The DRC-focused explorer (ASX:AVZ) revealed today that it had struck a deal with Dathomir Mining Resources SARL to increase its stake by 5 per cent to 65 per cent.
The deal will cost AVZ $US5.5m ($7.9m) — but it has a few years to pay it off.
The news lifted the company’s share price by 7.3 per cent to an intra-day high of 5.9c.
AVZ says the deal is highly accretive for its shareholders, with minimal upfront payment.
The first tranche payment of $US500,000 has to be paid within 14 days, but AVZ has three years from execution of the deal to pay the balance.
“AVZ is pleased to be able to secure further equity interest in the Manono Lithium and Tin Project, given its Tier 1 status,” managing director Nigel Ferguson said.
“The extra equity in the Manono Lithium and Tin Project will add significantly to the bottom line and net present values (NPV) and it is critical for project financing as AVZ continues discussions with potential financiers and off-takers.”
The increase to 65 per cent is expected to lift AVZ’s share of the NPV by some $US130m to $US1.68 billion, based on the recent scoping study for a 5-million-tonne-per-annum operation.
IRR and NPV are used to estimate the profitability of a potential operation – the higher they are above zero, the better they are.
The extended scoping study estimates that on a 100 per cent basis Manono will have an NPV (before tax and royalties) of $US2.63 billion and an IRR of greater than 64 per cent.

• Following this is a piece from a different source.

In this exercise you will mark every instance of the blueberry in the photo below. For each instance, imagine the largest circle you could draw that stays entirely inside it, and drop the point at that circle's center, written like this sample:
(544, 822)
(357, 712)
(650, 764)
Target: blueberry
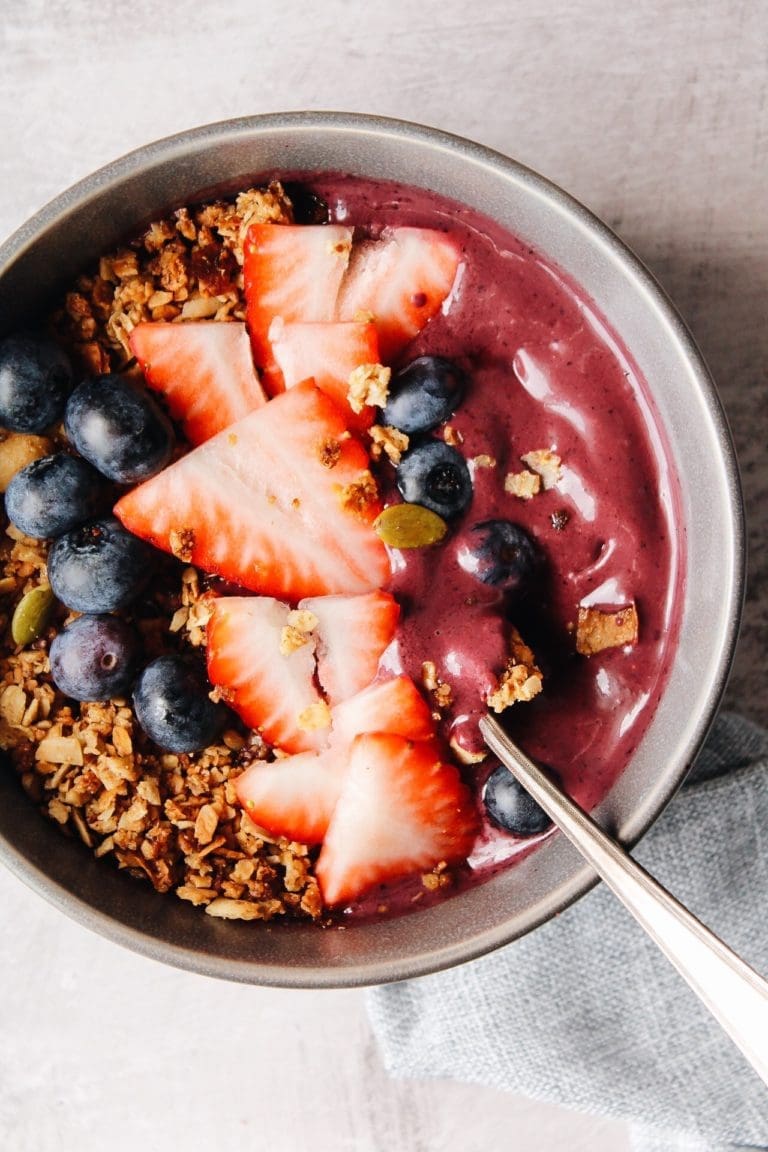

AVZ isn’t stopping at 65 per cent, however, and is in further discussions with its main partner La Congolaise D’Exploitation Miniere (Cominiere) to secure additional equity on similar terms.
“Cominiere, as with all parastatal entities in the DRC, are currently under a ‘suspension of signature authority’ following the presidential elections,” Ferguson explained.
“It is hoped that this will soon be lifted and a positive outcome to purchase further equity in the project, as discussed to date with Cominiere, can soon be achieved for AVZ.”
Even at conservative lithium prices, Manono looks set to be a big money-maker.
The scoping study outcomes are based on a lithium concentrate sale price of $US750 per tonne.
The scoping study has yielded an exceptional and industry leading IRR of 64 per cent even at a more conservative lithium price to reflect market changes in the last seven months.
Just as importantly, the expected capital outlay of roughly $US380m to $US400m (including a capital contingency of US$78m) makes Manono the third lowest cost lithium mine in the world.
The 5Mtpa Scoping Study assessed a 20-year operation at Manono, but there remains significant potential to extend the mine life beyond this.
Metallurgical test work shows the potential for high recoveries of over 80 per cent.
This would deliver around 1.1 million tonnes at a minimum of 5.8 per cent lithium concentrate each year.